Description of problem: In RHV-4.5.0 Scale environment (12 storage domains, 2281 VMs), 2 storage domains were not recovered for more than 10 days. Here are some relevant pieces from the log, found by pkliczew: (03:45:25 PM) pkliczew: clientIFinit::INFO::2016-11-15 07:01:02,512::clientIF::545::vds::(_waitForDomainsUp) recovery: waiting for 2 domains to go up (03:56:51 PM) pkliczew: vdsm was rebooted and started at MainThread::INFO::2016-11-07 09:10:24,776::vdsm::135::vds::(run) (PID: 1758) I am the actual vdsm 4.18.15-1.el7ev b01-h18-r620.rhev.openstack.engineering.redhat.com (3.10.0-514.el7.x86_64) (03:57:04 PM) pkliczew: from that time it was in recovery mode (03:57:18 PM) pkliczew: but till today 2 domains were not recovered Version-Release number of selected component (if applicable): RHV-4.0.5.5-0.1.el7ev vdsm-4.18.15-1.el7ev.x86_64 Additional info: This RHV setup was added to a CFME appliance. where we encountered very slow reaction by RHV to CFME requests.
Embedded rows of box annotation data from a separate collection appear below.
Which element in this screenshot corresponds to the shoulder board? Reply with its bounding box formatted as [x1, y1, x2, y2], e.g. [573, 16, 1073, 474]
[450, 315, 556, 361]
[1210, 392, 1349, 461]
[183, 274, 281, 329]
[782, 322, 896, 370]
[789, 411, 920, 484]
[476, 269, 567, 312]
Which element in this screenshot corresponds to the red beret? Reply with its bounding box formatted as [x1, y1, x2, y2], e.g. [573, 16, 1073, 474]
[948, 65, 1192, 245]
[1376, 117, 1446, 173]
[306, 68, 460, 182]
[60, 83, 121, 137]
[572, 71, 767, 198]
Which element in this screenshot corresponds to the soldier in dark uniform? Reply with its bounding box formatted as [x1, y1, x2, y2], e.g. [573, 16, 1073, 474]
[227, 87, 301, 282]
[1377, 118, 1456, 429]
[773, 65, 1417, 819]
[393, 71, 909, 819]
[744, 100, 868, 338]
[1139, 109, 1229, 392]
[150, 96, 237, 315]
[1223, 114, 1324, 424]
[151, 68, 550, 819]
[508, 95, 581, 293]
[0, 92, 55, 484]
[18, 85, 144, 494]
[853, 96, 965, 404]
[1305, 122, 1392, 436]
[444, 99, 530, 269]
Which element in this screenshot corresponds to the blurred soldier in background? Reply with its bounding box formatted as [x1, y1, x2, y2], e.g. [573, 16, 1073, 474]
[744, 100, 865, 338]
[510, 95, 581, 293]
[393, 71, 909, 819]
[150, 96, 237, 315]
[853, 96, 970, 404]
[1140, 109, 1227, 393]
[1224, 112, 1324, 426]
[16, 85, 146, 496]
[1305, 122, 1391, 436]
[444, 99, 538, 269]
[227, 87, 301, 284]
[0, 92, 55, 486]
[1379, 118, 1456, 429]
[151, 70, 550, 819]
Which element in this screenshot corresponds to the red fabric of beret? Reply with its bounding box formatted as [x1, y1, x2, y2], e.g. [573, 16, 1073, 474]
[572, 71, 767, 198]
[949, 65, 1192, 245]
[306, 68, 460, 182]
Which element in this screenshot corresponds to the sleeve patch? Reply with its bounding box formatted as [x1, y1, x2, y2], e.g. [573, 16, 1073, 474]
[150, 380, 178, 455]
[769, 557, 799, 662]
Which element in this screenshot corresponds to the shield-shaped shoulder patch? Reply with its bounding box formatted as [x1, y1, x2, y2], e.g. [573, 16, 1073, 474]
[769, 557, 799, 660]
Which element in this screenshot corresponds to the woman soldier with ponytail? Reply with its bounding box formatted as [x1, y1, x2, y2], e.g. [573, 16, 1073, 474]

Might be that this slowness is related to this bug.
This bug might be related to Bug 1393295.
Liron please have a look if it's indeed related
Ilanit, can you please attach the relevant logs? thanks, Liron.
I've checked the vdsm code, the code is related to libvirt domains (vms) and not for storage domains. Moving to virt for further inspection of the issue.
Created attachment 1223921 [details] initlal vdsm log In this log, see vdsm was rebooted and started at MainThread::INFO::2016-11-07 09:10:24,776::vdsm::135::vds::(run) (PID: 1758) I am the actual vdsm 4.18.15-1.el7ev b01-h18-r620.rhev.openstack.engineering.redhat.com (3.10.0-514.el7.x86_64)
Created attachment 1223922 [details] final vdsm log See in log clientIFinit::INFO::2016-11-15 07:01:02,512::clientIF::545::vds::(_waitForDomainsUp) recovery: waiting for 2 domains to go up
seems like 2 VMs never responded when querying them in libvirt during recovery. Can you reproduce the problem or dig out the libvirt logs? If you didn't have debug enabled in libvirt then it needs to be reproduced, unfortunately. Also, did you have fencing enabled? It may be skipped when it's returning "recovery" Martine? ...hmm...not good
I do not have the libvirt records. There are similar scale testing planned for the coming days. I can track if this problem reproduces.
Please re-run with libvirt debug logs.
Ilanit, any chance to get this info?
I am still waiting to getting a scale machine to test it on.
ok, so putting the needinfo back on you to mark that we are waiting for some info.
(In reply to Tomas Jelinek from comment #12) > ok, so putting the needinfo back on you to mark that we are waiting for some > info. I'm closing for the time being, please re-open when reproduced.
Removing need info, as problem was not reproduced so far. I shall reopen bug, if it will reproduce.